C’est un projet qui est né d’une frustration importante”, résume Aricia Evlard. Le vent qui balaie la Hesbaye ce mercredi matin ne semble pas avoir de prise sur le dynamisme de la jeune femme.Employée par l’asbl Valbiom, celle-ci travaille depuis plusieurs années à la sensibilisation et à la concrétisation d’initiatives visant à utiliser la biomasse (bois, résidus agricoles…) de façon durable pour la production d’énergie et de matériaux. Un domaine qui la passionne visiblement mais qui la laisse aussi sur sa faim. “Je suis en contact avec de nombreux porteurs de projet – agriculteurs, maraîchers, forestiers, propriétaires fonciers…- et on observe clairement une évolution de la prise de conscience. Pas mal de ces personnes souhaitent franchir le pas, mais finalement le dossier cale au moment de passer à l’action, la plupart du temps en raison d’obstacles financiers ou réglementaires”, raconte-t-elle. Or, “l’horloge tourne”. La crise de la biodiversité, celle du climat et plus récemment la pandémie, illustrent à souhait la nécessité de rebâtir des territoires ruraux résilients où la nature retrouve une place prépondérante. Et pour cela, “il faut replanter !”

Nouer des partenariats

Avec son collègue Lucas Gossiaux et Romain Ribéraud, elle s’est donc interrogée sur la manière de faire sauter ce verrou et trouver les financements permettant de concrétiser les projets. “Plutôt que de nous tourner vers une énième intraveineuse publique, on s’est dit qu’on allait regarder du côté des entreprises car on se rend compte qu’elles sont de plus en plus nombreuses à vouloir soutenir des projets à portée sociale et environnementale. Chaque année, plusieurs millions d’euros servent ainsi à financer des projets à l’étranger alors qu’il faut aussi préparer notre pays à cette résilience. Les sécheresses arrivent de plus en plus tôt, elles sont de plus en plus longues et plus fortes. On sent davantage l’impact des tempêtes et le Covid a montré la nécessité de disposer de notre autonomie en production locale et durable.”

Ainsi est née Plant C. Forte des compétences de ses cofondateurs – biologiste, bioingénieur et géographe spécialisé dans le développement territorial -, cette start-up veut être le chaînon manquant entre les acteurs de terrain et les entreprises ou les citoyens qui souhaitent leur apporter un soutien financier dans leurs efforts de revégétalisation.

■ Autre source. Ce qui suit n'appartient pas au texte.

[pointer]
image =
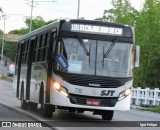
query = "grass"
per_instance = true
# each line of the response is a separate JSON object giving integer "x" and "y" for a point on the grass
{"x": 154, "y": 109}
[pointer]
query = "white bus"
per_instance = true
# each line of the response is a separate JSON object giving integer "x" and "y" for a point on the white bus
{"x": 76, "y": 65}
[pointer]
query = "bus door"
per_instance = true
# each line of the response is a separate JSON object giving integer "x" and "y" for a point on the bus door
{"x": 29, "y": 66}
{"x": 18, "y": 65}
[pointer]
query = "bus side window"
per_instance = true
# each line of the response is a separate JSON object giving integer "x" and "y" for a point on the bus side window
{"x": 34, "y": 52}
{"x": 47, "y": 40}
{"x": 42, "y": 49}
{"x": 23, "y": 49}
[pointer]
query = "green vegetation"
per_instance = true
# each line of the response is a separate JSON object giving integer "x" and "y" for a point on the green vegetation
{"x": 147, "y": 30}
{"x": 10, "y": 47}
{"x": 155, "y": 109}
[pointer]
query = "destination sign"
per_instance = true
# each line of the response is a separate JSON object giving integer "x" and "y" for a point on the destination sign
{"x": 96, "y": 29}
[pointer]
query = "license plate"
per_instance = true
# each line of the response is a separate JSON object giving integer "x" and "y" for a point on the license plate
{"x": 93, "y": 102}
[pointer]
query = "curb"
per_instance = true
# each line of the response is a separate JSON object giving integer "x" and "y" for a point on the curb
{"x": 30, "y": 115}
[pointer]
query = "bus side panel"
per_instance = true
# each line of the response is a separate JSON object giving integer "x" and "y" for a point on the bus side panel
{"x": 50, "y": 63}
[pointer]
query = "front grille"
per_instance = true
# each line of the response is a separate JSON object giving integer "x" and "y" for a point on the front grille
{"x": 94, "y": 82}
{"x": 104, "y": 102}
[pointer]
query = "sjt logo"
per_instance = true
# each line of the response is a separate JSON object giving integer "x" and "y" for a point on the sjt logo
{"x": 107, "y": 93}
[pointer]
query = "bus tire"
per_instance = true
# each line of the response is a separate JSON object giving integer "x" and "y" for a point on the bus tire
{"x": 33, "y": 106}
{"x": 47, "y": 109}
{"x": 107, "y": 115}
{"x": 24, "y": 104}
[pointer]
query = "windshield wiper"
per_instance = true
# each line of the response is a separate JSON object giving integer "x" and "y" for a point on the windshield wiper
{"x": 110, "y": 48}
{"x": 83, "y": 45}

Notre rôle est d’accompagner de coordonner le projet avec le bénéficiaire en l’aidant à définir ce qu’il souhaite et en le mettant en relation avec des prestataires de services retenus en fonction de ses critères et des nôtres. Nous veillons particulièrement à travailler avec des professionnels de confiance car la plantation doit être nickel pour durer dans le temps et être prête à faire face à des conditions environnementales qui n’existaient pas avant”, souligne Aricia Evlard.

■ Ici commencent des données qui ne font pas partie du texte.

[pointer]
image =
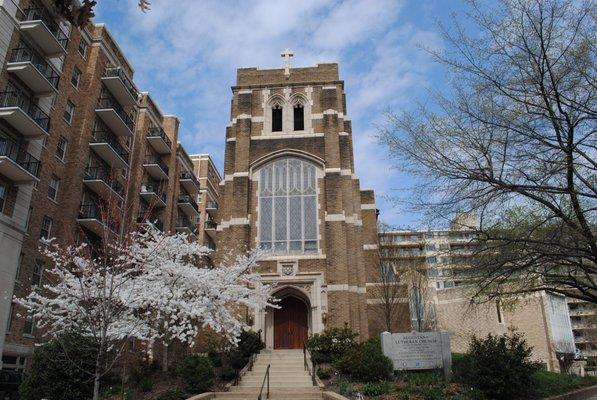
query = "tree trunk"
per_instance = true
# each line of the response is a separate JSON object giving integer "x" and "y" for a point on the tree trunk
{"x": 165, "y": 358}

Parmi le panel des options possibles figurent la plantation de vergers haute tige, celle de haies champêtres ou fourragères ou encore celle de taillis à courte rotation ou de miscanthus pour la production d’énergie. En partenariat avec la Société royale forestière de Belgique, Plant C propose également d’accompagner des projets de reboisement.

Plant C, le maillon vert
©Plant C

Complémentaire aux initiatives publiques

Pour financer ceux-ci, la start-up se tourne vers des entreprises – de l’artisan indépendant à la PME – qui souhaitent compenser leur empreinte carbone ou soutenir des projets qui ont un impact local. À celles-ci, elle garantit la qualité et le sérieux du projet dans la durée. “On n’est pas une agence de com’Nous veillons à ce que ce ne soit pas du greenwashing, ce n’est dans l’intérêt ni du client, ni du bénéficiaire”, insiste notre interlocutrice. Les particuliers, pour leur part, ont la possibilité de soutenir à la hauteur de leurs moyens un projet qui leur tiendrait à cœur via un e-shop proposé sur le site de la start-up.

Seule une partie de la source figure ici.